Lieutenant Olmos testified that, after he knocked on the door a second time, he heard a male and female voice say, almost simultaneously, “Come in,” and that he thereupon opened the door and entered. He never suggested that he believed either voice belonged to one of the residents; indeed, he must have known that the female voice could not have belonged to a resident, since he had been informed by Chief Graefe that the residents were males. And it is not reasonable to assume, without more, that every person present at a large party is authorized by the resident or residents to consent to entry by others. “There is no reasonable basis for a general assumption that every person who happens to be in a house has authority to permit police officers to do acts on the premises which they could not legally do without such permission.” (People v. Carswell, 149 Cal.App.2d 395, 401 [308 P.2d 852] [holding that police officers could not reasonably and in good faith believe that a man who was painting the premises and who opened the street door when the officers knocked was authorized to permit the officers to enter]; see also People v. Jennings, 142 Cal.App.2d 160,168-169 [298 P.2d 56].)

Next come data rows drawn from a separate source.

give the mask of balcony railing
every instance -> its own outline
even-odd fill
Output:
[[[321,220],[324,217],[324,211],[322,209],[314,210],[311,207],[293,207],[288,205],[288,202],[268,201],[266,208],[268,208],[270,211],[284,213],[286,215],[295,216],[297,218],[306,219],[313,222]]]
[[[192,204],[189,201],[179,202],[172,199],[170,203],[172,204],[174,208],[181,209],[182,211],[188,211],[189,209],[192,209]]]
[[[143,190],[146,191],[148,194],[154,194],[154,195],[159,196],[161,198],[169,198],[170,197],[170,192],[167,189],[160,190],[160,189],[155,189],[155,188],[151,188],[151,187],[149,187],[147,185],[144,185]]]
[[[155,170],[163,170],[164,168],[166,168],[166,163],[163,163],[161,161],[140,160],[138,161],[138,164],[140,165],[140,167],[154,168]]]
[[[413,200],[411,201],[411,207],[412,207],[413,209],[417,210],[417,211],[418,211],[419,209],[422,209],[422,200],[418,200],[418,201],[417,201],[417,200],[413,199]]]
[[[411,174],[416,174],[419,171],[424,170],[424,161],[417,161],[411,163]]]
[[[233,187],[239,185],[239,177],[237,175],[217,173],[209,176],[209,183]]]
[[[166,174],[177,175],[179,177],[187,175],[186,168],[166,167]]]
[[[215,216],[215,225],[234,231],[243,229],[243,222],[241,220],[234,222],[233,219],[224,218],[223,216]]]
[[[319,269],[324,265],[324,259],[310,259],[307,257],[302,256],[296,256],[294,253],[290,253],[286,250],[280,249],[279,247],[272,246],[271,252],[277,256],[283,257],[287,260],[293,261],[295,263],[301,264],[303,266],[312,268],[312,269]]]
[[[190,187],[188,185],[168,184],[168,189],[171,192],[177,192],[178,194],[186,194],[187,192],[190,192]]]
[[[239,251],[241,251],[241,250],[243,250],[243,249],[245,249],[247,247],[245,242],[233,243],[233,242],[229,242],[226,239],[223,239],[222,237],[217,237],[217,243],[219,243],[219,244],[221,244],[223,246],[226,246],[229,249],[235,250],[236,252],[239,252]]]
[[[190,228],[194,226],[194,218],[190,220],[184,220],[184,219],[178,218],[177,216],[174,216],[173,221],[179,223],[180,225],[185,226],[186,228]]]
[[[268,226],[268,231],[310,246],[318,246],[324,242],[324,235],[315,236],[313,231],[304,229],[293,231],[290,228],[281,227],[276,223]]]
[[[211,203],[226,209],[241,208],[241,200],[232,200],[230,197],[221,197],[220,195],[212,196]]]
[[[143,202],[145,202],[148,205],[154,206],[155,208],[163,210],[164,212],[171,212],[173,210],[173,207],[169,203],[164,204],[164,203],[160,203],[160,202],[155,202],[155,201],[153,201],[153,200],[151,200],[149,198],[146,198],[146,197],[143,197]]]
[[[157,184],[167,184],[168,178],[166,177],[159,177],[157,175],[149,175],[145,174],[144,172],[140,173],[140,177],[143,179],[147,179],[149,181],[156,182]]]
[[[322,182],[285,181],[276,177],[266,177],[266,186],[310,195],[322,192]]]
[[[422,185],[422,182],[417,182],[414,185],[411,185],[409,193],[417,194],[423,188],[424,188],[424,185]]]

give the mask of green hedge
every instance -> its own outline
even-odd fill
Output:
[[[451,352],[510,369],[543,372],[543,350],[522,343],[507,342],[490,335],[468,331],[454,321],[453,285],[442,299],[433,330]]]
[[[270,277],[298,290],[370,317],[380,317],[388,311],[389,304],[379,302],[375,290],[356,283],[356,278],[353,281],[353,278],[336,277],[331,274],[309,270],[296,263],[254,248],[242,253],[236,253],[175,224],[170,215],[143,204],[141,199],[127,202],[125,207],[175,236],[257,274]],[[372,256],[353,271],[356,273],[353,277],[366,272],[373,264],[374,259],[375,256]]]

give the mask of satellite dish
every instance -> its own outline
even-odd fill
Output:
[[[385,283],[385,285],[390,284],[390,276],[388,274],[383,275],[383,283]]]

Lieutenant Olmos could not tell whether the three men. who preceded him into the house were admitted into the house by those within or opened the door and entered themselves. As far as he knew, they could have been the residents or close friends who were authorized to, and did, enter without an invitation. Thus it cannot be argued that Lieutenant Olmos could reasonably have believed that he was admitted in an authorized manner because he was admitted in the same manner in which he observed the three men to be admitted.
Since the prosecution did not sustain its burden of establishing that Lieutenant Olmos reasonably and in good faith believed that he had the consent to enter of a person or persons authorized to give that consent, the consent *15is invalid, and, as such, cannot serve to dispel the “taint” inherent in the illegal search at the windows.
In sum, the officers violated petitioners’ constitutional right to privacy by looking through the windows while trespassing in the shrubbery outside—as the majority assume. Since the only evidence upon which the arresting officer relied to arrest petitioners and their guests was that obtained by such illegal observations, the arrests and the incidental search of the house are tainted and therefore invalid. Moreover, even if the arresting officer had in fact relied on the odor of marijuana smoke to make the arrests—as the majority incorrectly presume despite the officer’s express statements to the contrary—the consent to his entry was invalid and therefore could not serve to dispel the “taint” flowing from the illegal search at the window.
I would issue mandate.
The application of petitioner Mann for a rehearing was denied September 3, 1970. Peters, J., was of the opinion that the petition should be granted.
For example, if the police were in hot pursuit of an armed suspect whom they knew had taken refuge in one of several houses, they might well be justified in making an exploratory search of those houses in the manner held unlawful here. Such a search would presumably be reasonable in light of the imminent danger to themselves and to innocent citizens.